Mookie Betts led the team in almost every offensive category last week thanks in large part to his two home runs and eight RBI in Sunday’s 15-1 win over Toronto. Betts hit .483/.556/.862 with three home runs and 11 RBI for the week, and also scored 10 runs.
Cleveland Indians (44-37, .543)
Similar to Boston’s run of success, the Indians were able to increase their lead in the division to three games last week. Also like the Red Sox, the Tribe relied on its ace to do much of the heavy lifting. Corey Kluber struck out 12 in eight innings in his only start last week, picking up a win after allowing just one run on three hits and a walk. Trevor Bauer and Mike Clevinger were also great, each posting an ERA of 1.50 or better for the week.

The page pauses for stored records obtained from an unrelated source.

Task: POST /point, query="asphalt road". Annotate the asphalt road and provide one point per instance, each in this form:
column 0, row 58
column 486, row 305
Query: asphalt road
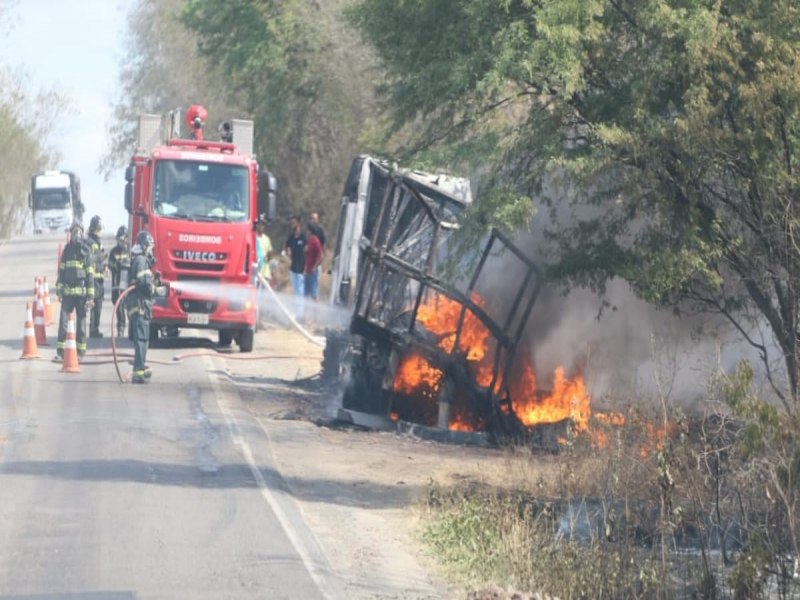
column 114, row 491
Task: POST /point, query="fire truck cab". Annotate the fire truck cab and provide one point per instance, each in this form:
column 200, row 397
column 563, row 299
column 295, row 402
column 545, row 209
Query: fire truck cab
column 200, row 200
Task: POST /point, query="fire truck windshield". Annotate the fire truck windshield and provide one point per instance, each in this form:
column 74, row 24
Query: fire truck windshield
column 201, row 191
column 50, row 199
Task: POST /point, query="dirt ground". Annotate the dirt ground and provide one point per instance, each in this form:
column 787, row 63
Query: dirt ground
column 357, row 489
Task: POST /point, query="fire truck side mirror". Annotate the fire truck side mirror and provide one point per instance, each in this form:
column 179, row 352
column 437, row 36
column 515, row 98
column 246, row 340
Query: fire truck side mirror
column 267, row 195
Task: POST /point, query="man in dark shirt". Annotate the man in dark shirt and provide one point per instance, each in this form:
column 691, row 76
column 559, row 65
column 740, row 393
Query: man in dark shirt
column 296, row 248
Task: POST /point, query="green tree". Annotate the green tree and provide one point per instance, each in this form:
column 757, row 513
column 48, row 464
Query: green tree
column 162, row 71
column 668, row 131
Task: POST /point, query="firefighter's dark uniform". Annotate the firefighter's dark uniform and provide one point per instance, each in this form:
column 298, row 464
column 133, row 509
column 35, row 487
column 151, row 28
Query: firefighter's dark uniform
column 119, row 263
column 98, row 263
column 140, row 310
column 75, row 287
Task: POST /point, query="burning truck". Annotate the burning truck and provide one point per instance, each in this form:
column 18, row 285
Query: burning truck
column 436, row 341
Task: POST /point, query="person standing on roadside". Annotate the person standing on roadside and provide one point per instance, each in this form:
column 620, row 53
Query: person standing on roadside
column 296, row 249
column 99, row 264
column 119, row 262
column 140, row 303
column 75, row 289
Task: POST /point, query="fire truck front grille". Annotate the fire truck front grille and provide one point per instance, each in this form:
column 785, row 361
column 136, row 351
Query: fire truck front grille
column 199, row 306
column 198, row 266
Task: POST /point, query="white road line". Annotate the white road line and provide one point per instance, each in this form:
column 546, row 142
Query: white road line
column 309, row 550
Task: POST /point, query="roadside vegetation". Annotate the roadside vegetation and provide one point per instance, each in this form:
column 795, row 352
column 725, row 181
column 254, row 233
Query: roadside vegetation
column 654, row 142
column 671, row 504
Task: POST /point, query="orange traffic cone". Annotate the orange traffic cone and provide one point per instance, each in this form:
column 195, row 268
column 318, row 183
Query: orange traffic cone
column 70, row 364
column 48, row 307
column 38, row 322
column 29, row 347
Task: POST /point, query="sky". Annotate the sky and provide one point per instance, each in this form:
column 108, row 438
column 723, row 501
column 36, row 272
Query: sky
column 75, row 48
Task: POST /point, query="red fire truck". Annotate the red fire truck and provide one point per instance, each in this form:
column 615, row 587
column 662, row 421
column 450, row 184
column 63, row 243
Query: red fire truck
column 200, row 199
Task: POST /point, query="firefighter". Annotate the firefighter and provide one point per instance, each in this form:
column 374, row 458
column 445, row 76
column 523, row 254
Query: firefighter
column 119, row 262
column 99, row 260
column 75, row 289
column 140, row 302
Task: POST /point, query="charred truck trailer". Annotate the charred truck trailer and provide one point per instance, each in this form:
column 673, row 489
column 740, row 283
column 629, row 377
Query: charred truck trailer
column 432, row 337
column 55, row 201
column 200, row 200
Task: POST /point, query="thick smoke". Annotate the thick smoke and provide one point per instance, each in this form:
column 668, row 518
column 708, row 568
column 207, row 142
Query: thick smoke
column 624, row 347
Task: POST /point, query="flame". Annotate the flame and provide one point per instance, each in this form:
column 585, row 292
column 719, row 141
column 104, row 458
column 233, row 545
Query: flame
column 440, row 316
column 567, row 400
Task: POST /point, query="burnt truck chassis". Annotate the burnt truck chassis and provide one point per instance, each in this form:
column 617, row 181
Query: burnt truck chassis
column 397, row 275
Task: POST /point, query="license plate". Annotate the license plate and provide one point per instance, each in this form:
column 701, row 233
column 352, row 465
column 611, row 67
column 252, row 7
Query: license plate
column 197, row 319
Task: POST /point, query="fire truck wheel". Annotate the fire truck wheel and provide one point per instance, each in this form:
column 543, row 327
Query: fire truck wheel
column 225, row 338
column 245, row 340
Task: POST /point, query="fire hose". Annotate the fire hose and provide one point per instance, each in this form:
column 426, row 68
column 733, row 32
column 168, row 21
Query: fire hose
column 177, row 359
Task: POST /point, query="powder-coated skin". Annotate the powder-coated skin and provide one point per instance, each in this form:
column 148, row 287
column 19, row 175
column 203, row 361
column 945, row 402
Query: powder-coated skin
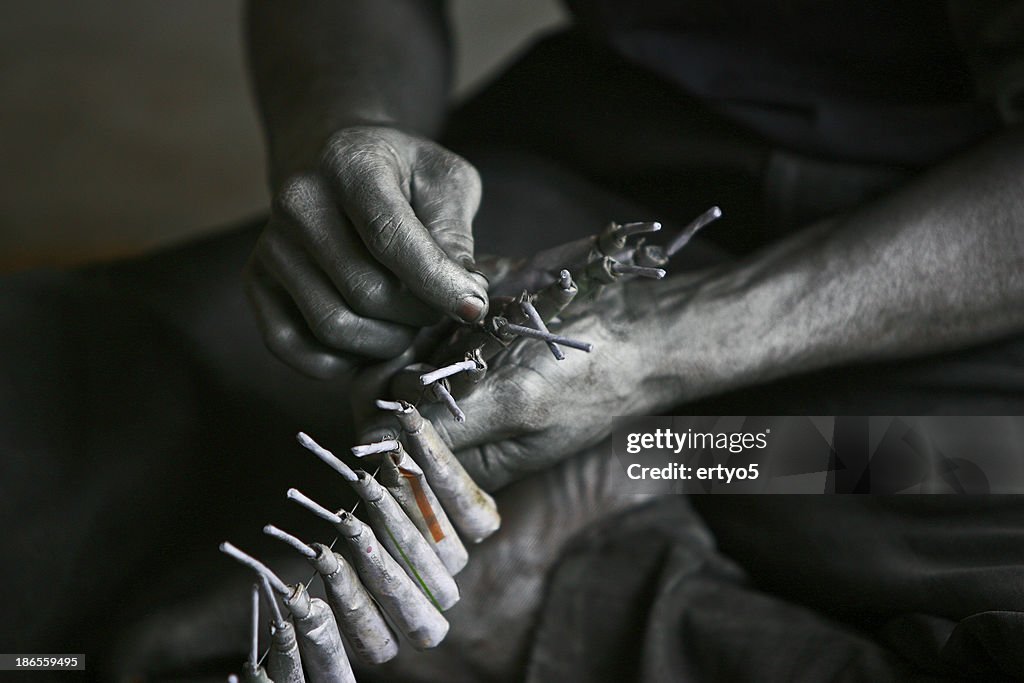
column 318, row 639
column 359, row 619
column 404, row 479
column 469, row 507
column 409, row 608
column 404, row 543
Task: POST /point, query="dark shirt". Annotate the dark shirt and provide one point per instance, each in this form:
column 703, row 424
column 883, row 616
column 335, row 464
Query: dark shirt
column 879, row 81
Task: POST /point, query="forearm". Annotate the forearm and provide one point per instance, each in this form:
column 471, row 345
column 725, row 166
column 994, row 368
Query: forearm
column 937, row 265
column 318, row 67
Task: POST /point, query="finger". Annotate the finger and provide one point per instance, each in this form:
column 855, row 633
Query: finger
column 305, row 210
column 445, row 197
column 330, row 318
column 286, row 334
column 498, row 464
column 373, row 198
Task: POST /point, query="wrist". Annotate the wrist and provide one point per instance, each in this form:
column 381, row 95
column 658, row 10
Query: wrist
column 295, row 146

Jose Ramirez was one of the best hitters in baseball last week, putting together a .357/.419/.750 slash with three home runs, seven RBI and 11 runs scored in seven games. Michael Brantley, Lonnie Chisenhall and Carlos Santana were also hot at the plate last week. Brantley hit .364/.417/.455 while Chisenhall and Santana drove in nine and eight runs, respectively.
Houston Astros (56-27, .675)
Carlos Correa led the Astros offensively, going 12-for-24 at the plate in six games. Correa led the club with three home runs and 10 RBI, and posted an incredible .500/.556/.958 slash. Josh Reddick, Jake Marisnick, Yuli Gurriel, Evan Gattis and Jose Altuve all hit better than .400, while Gurriel and George Springer each launched two long balls during the week.